FDA approves Gilead’s Genvoya for the treatment of HIV
Posted: 6 November 2015 |
Genvoya contains a new form of tenofovir that has not been previously approved…
The US Food and Drug Administration (FDA) has approved Gilead’s Genvoya (a fixed-dose combination tablet containing elvitegravir, cobicistat, emtricitabine, and tenofovir alafenamide) as a complete regimen for the treatment of HIV-1 infection in adults and paediatric patients 12 years of age and older.
“Today’s approval of a fixed dose combination containing a new form of tenofovir provides another effective, once daily complete regimen for patients with HIV-1 infection,” said Edward Cox, M.D., director of the Office of Antimicrobial Products in the FDA’s Center for Drug Evaluation and Research.
Genvoya’s safety and efficacy in adults were evaluated in 3,171 participants enrolled in four clinical trials. Depending on the trial, participants were randomly assigned to receive Genvoya or another FDA approved HIV treatment. Results showed Genvoya was effective in reducing viral loads and comparable to the other treatment regimens.

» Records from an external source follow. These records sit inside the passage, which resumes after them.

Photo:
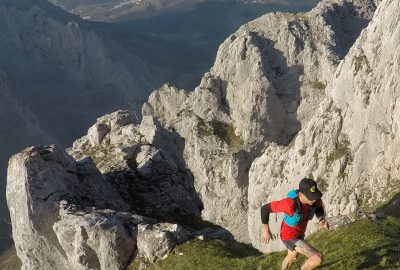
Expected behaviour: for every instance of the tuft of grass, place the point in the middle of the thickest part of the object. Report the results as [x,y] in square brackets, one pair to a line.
[362,245]
[318,85]
[9,260]
[226,132]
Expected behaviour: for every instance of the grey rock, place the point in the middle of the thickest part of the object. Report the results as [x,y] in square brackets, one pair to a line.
[268,80]
[157,241]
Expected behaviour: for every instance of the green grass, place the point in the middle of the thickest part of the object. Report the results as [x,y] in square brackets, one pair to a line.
[9,260]
[361,245]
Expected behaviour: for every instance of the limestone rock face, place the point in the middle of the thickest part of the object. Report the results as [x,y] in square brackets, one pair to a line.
[157,241]
[144,162]
[350,144]
[68,215]
[267,81]
[97,239]
[38,179]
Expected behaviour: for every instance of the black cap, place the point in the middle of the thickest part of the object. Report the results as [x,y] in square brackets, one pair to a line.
[309,188]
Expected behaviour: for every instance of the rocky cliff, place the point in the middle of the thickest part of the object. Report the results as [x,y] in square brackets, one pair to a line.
[268,80]
[52,61]
[70,215]
[289,96]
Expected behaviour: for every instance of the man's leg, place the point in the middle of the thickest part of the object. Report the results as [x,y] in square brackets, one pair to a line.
[315,257]
[289,259]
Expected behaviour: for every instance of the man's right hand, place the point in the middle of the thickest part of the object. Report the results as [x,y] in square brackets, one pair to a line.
[265,234]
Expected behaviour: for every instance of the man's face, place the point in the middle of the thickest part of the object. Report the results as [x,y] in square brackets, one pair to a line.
[305,200]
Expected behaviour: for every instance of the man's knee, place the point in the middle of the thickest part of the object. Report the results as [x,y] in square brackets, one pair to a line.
[317,259]
[293,258]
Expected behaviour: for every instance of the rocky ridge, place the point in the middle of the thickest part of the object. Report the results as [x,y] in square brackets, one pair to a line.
[239,140]
[68,215]
[268,79]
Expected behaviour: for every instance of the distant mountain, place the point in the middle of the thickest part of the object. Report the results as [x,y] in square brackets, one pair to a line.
[116,10]
[56,76]
[58,72]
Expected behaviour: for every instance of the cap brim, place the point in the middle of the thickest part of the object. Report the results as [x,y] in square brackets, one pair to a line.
[312,196]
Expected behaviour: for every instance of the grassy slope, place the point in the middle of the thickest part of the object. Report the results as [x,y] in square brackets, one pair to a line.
[9,260]
[361,245]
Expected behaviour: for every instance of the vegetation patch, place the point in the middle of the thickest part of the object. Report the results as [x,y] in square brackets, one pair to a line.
[359,62]
[320,86]
[362,245]
[9,260]
[226,132]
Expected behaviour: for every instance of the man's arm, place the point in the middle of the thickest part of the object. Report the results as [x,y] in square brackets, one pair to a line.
[320,213]
[265,232]
[285,205]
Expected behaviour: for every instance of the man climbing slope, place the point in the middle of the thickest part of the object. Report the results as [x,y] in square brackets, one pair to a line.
[298,209]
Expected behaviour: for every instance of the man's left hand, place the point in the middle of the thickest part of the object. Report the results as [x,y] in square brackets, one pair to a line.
[324,224]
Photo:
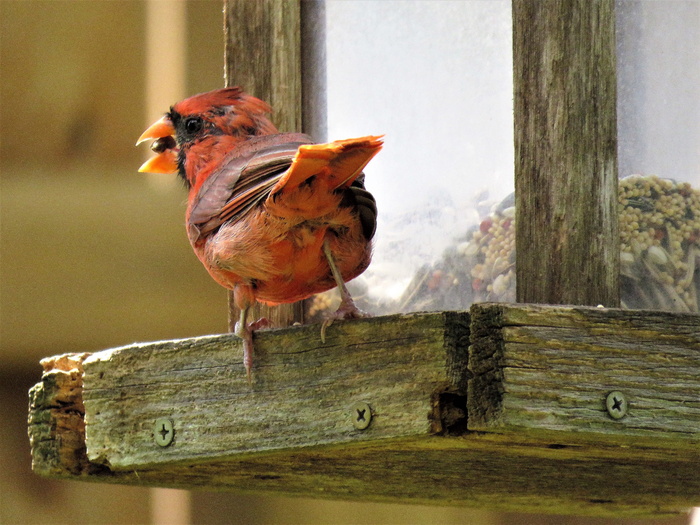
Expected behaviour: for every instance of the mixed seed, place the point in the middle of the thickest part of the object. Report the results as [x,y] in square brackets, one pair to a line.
[659,256]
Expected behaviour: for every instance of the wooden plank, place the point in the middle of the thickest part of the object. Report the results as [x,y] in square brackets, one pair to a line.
[263,56]
[543,368]
[544,446]
[303,391]
[567,237]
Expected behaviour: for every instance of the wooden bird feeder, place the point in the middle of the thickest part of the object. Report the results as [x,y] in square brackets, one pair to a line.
[520,407]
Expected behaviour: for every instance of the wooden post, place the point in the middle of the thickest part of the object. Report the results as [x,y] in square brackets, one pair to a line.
[567,238]
[263,56]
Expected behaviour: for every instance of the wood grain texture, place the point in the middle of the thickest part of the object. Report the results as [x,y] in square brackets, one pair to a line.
[536,439]
[567,237]
[302,394]
[543,368]
[263,56]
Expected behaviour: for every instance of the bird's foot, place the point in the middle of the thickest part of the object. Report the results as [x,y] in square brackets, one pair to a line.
[346,310]
[245,332]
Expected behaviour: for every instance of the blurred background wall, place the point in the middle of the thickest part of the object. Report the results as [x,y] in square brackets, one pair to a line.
[94,255]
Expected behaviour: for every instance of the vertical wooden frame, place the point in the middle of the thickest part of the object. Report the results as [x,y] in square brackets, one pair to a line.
[567,238]
[263,56]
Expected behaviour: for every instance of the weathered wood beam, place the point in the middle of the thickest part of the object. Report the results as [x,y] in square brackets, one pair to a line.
[543,368]
[567,239]
[537,435]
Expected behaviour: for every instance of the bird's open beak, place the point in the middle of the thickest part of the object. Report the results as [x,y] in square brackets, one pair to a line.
[162,133]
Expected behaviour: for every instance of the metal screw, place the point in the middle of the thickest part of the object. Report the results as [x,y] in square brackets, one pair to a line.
[361,416]
[616,403]
[163,431]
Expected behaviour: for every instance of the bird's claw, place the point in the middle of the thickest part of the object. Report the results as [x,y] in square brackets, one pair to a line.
[346,310]
[245,332]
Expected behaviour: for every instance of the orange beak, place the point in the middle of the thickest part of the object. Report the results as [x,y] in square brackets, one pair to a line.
[162,133]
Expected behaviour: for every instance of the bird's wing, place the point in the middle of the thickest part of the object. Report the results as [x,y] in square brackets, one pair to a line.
[339,163]
[245,178]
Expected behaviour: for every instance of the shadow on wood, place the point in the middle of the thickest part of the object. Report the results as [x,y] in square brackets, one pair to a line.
[379,411]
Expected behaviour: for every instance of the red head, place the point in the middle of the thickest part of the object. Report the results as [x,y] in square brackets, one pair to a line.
[196,133]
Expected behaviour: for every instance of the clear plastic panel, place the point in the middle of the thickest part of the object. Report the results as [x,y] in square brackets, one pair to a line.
[436,79]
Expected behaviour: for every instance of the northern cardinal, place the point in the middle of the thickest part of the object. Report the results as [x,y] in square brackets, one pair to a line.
[272,216]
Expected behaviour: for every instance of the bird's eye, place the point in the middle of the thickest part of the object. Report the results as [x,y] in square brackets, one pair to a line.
[193,125]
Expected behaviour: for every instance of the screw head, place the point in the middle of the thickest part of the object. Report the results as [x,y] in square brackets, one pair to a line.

Genvoya contains a new form of tenofovir
Genvoya contains a new form of tenofovir that has not been previously approved. This new form of tenofovir provides lower levels of drug in the bloodstream, but higher levels within the cells where HIV-1 replicates. It was developed to help reduce some drug side effects. Genvoya appears to be associated with less kidney toxicity and decreases in bone density than previously approved tenofovir containing regimens based on laboratory measures. Patients receiving Genvoya experienced greater increases in serum lipids (total cholesterol and low-density lipoprotein) than patients receiving other treatment regimens in the studies.
“As the HIV patient population ages there is an increased risk for development of age- and treatment-related comorbidities, including low bone mineral density and renal impairment. This is due to the combination of HIV infection, antiretroviral treatments and the natural aging process,” said David Wohl, MD, Associate Professor of Medicine, Division of Infectious Diseases, University of North Carolina at Chapel Hill. “Given its demonstrated efficacy and safety profile, Genvoya represents an important new treatment option for a range of patients who are either new to therapy or who choose to switch treatments.”
Two other tenofovir alafenamide (TAF) based regimens are currently under evaluation by the FDA. The first is an investigational, fixed-dose combination of emtricitabine 200 mg and tenofovir alafenamide 25 or 10 mg (F/TAF) for use in combination with other antiretroviral agents. The second is an investigational, once-daily single tablet regimen that combines emtricitabine 200 mg, tenofovir alafenamide 25 mg and rilpivirine 25 mg (R/F/TAF). Emtricitabine and tenofovir alafenamide are from Gilead and rilpivirine is from Janssen Sciences Ireland UC.